In total, 138 patients underwent randomization; 46 were assigned to receive continuous molgramostim, 45 to receive intermittent molgramostim, and 47 to receive placebo. Invalid A-aDo data for 4 patients (1 in each molgramostim group and 2 in the placebo group) who received nasal oxygen therapy during arterial blood gas measurement were replaced by means of imputation. For the primary end point - the change from baseline in the A-aDo at week 24 - improvement was greater among patients receiving continuous molgramostim than among those receiving placebo (-12.8 mm Hg vs. -6.6 mm Hg; estimated treatment difference, -6.2 mm Hg; P = 0.03 by comparison of least-squares means). Patients receiving continuous molgramostim also had greater improvement than those receiving placebo for secondary end points, including the change from baseline in the St. George's Respiratory Questionnaire total score at week 24 (-12.4 points vs. -5.1 points; estimated treatment difference, -7.4 points; P = 0.01 by comparison of least-squares means). For multiple end points, improvement was greater with continuous molgramostim than with intermittent molgramostim. The percentages of patients with adverse events and serious adverse events were similar in the three groups, except for the percentage of patients with chest pain, which was higher in the continuous-molgramostim group.
In patients with aPAP, daily administration of inhaled molgramostim resulted in greater improvements in pulmonary gas transfer and functional health status than placebo, with similar rates of adverse events. (Funded by Savara Pharmaceuticals; IMPALA ClinicalTrials.gov number, NCT02702180.).
自身免疫性肺泡蛋白沉积症(aPAP)是一种罕见的疾病,其特征是表面活性剂逐渐积累和低氧血症。它是由粒细胞-巨噬细胞集落刺激因子(GM-CSF)信号中断引起的,肺泡巨噬细胞需要 GM-CSF 来清除表面活性剂。最近,吸入 GM-CSF 被证明可以改善 aPAP 患者的动脉血氧分压。
在一项双盲、安慰剂对照的三组分试验中,我们将 aPAP 患者随机分为三组,分别接受重组 GM-CSF 莫拉司亭(每日 300μg,通过吸入给药),连续或间断(每两周一次)给药,或匹配安慰剂。24 周的干预期后是开放标签的治疗延长期。

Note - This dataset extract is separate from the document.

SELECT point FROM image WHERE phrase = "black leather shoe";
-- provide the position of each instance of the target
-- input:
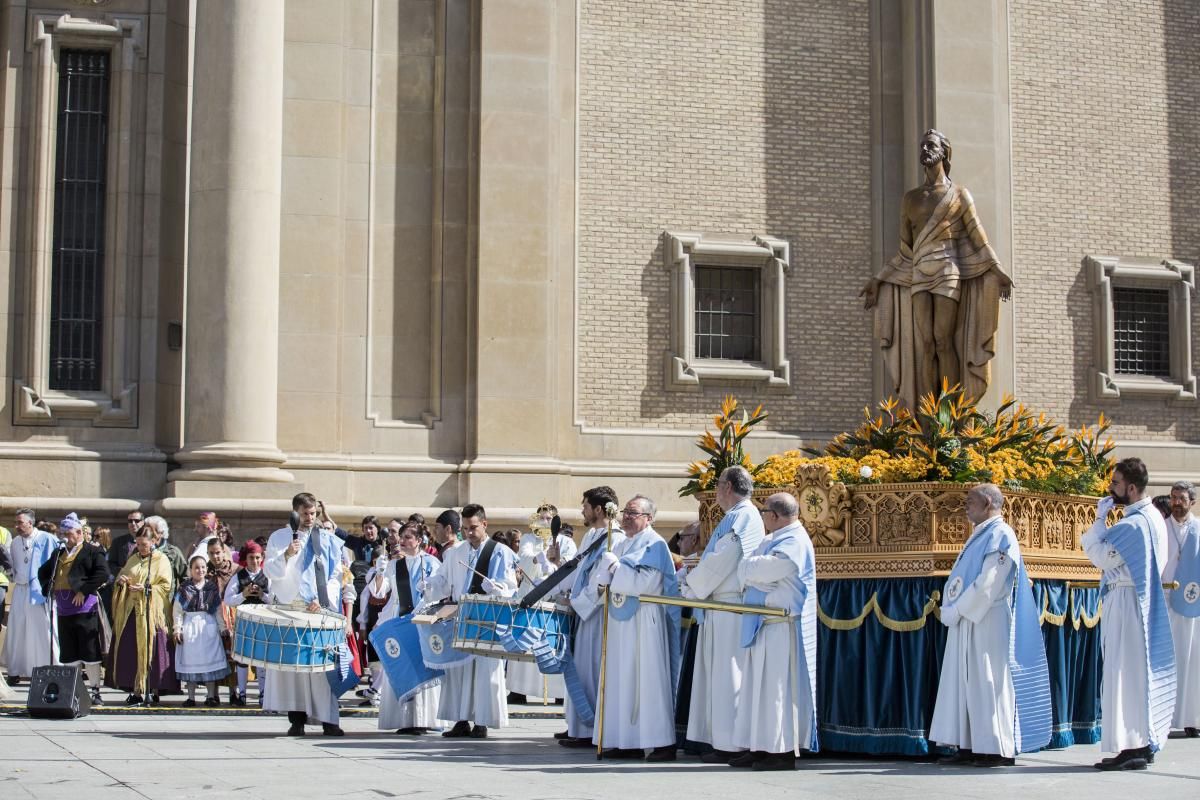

主要终点是 24 周时肺泡-动脉氧差(A-aDo)的基线变化。
共有 138 名患者接受了随机分组;46 名患者接受连续莫拉司亭治疗,45 名患者接受间歇莫拉司亭治疗,47 名患者接受安慰剂治疗。4 名患者(每个莫拉司亭组 1 名,安慰剂组 2 名)在进行动脉血气测量时接受了鼻氧疗,其无效的 A-aDo 数据通过插补法进行了替换。对于主要终点 - 24 周时 A-aDo 的基线变化 - 连续莫拉司亭治疗组的改善大于安慰剂组(-12.8mmHg 与-6.6mmHg;估计治疗差异,-6.2mmHg;最小二乘法均值比较的 P=0.03)。接受连续莫拉司亭治疗的患者在次要终点方面也比安慰剂组有更大的改善,包括 24 周时圣乔治呼吸问卷总分的基线变化(-12.4 分与-5.1 分;估计治疗差异,-7.4 分;最小二乘法均值比较的 P=0.01)。对于多个终点,连续莫拉司亭治疗的改善大于间歇莫拉司亭治疗。除胸痛发生率外,三组患者的不良事件和严重不良事件发生率相似,而连续莫拉司亭组的胸痛发生率较高。
在 aPAP 患者中,每日给予吸入莫拉司亭治疗比安慰剂治疗能更显著地改善肺气体转移和功能健康状况,且不良事件发生率相似。(由 Savara 制药公司资助;IMPALA ClinicalTrials.gov 编号,NCT02702180)。